Large gap asymptotics of the hard edge tacnode process

TL;DR

This paper investigates the asymptotic behavior of the gap probability in the hard edge tacnode process, revealing its integrable structure and deriving precise large gap asymptotics including the constant term.

Contribution

It establishes an integral representation of the gap probability using Hamiltonian systems and derives large gap asymptotics for the hard edge tacnode process, including the thinned case.

Findings

Derived integral representation of gap probability.

Obtained large gap asymptotics including constant terms.

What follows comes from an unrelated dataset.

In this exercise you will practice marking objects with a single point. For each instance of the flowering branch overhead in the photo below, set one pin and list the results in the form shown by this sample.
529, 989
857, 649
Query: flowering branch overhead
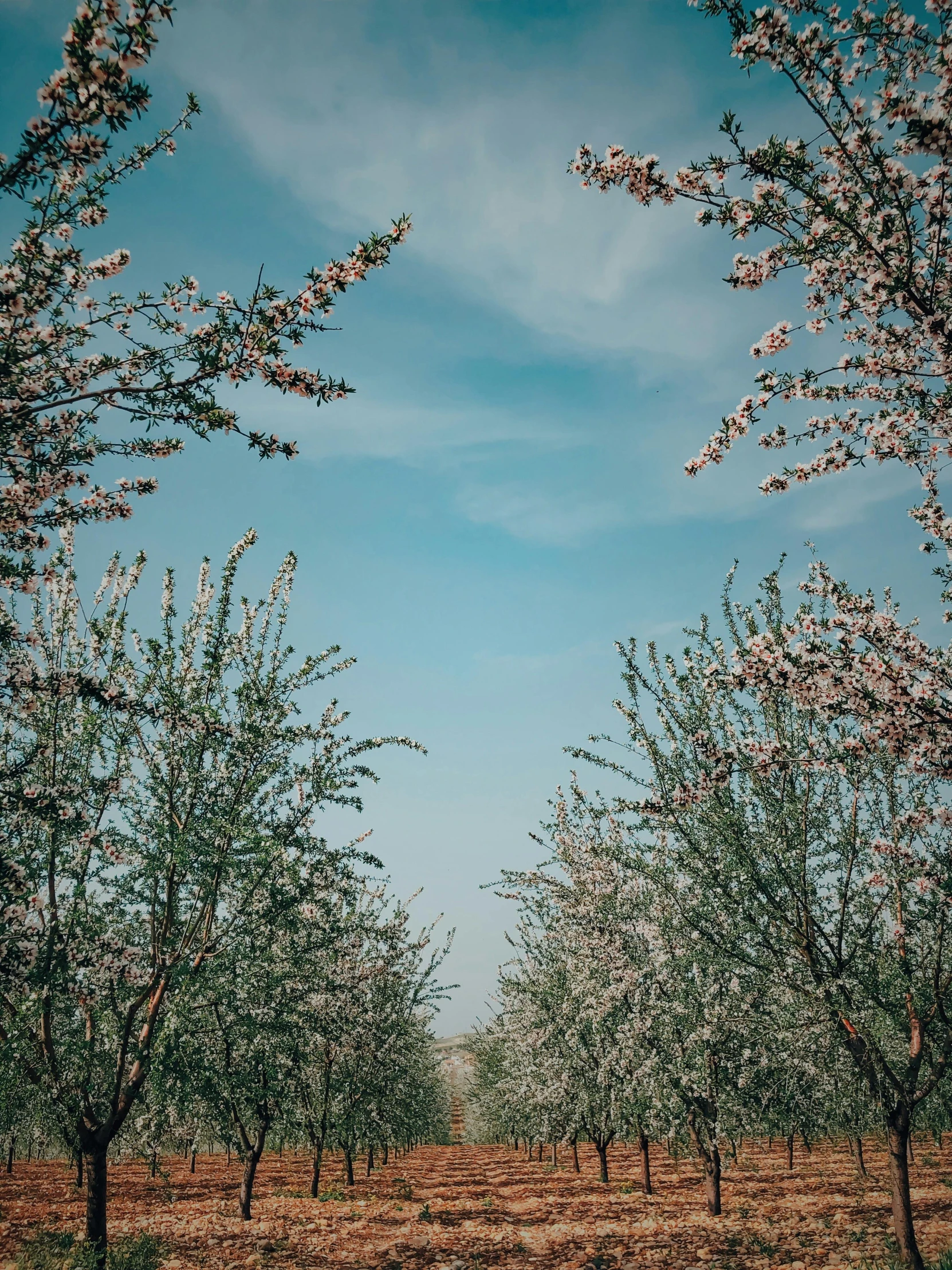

Explored applications of the asymptotic results.

Abstract

A special type of geometric situation in ensembles of non-intersecting paths occurs when the non-intersecting trajectories are required to be nonnegative so that the limit shape becomes tangential to the hard-edge $0$. The local fluctuation is governed by the universal hard edge tacnode process, which also arises from some tiling problems. It is the aim of this work to explore the integrable structure and asymptotics for the gap probability of the hard edge thinned/unthinned tacnode process over $(0,s)$. We establish an integral representation of the gap probability in terms of the Hamiltonian associated with a system of differential equations. With the aids of some remarkable differential identities for the Hamiltonian, we are able to derive the associated large gap asymptotics, up to and including the constant term in the thinned case. Some applications of our results are discussed as well.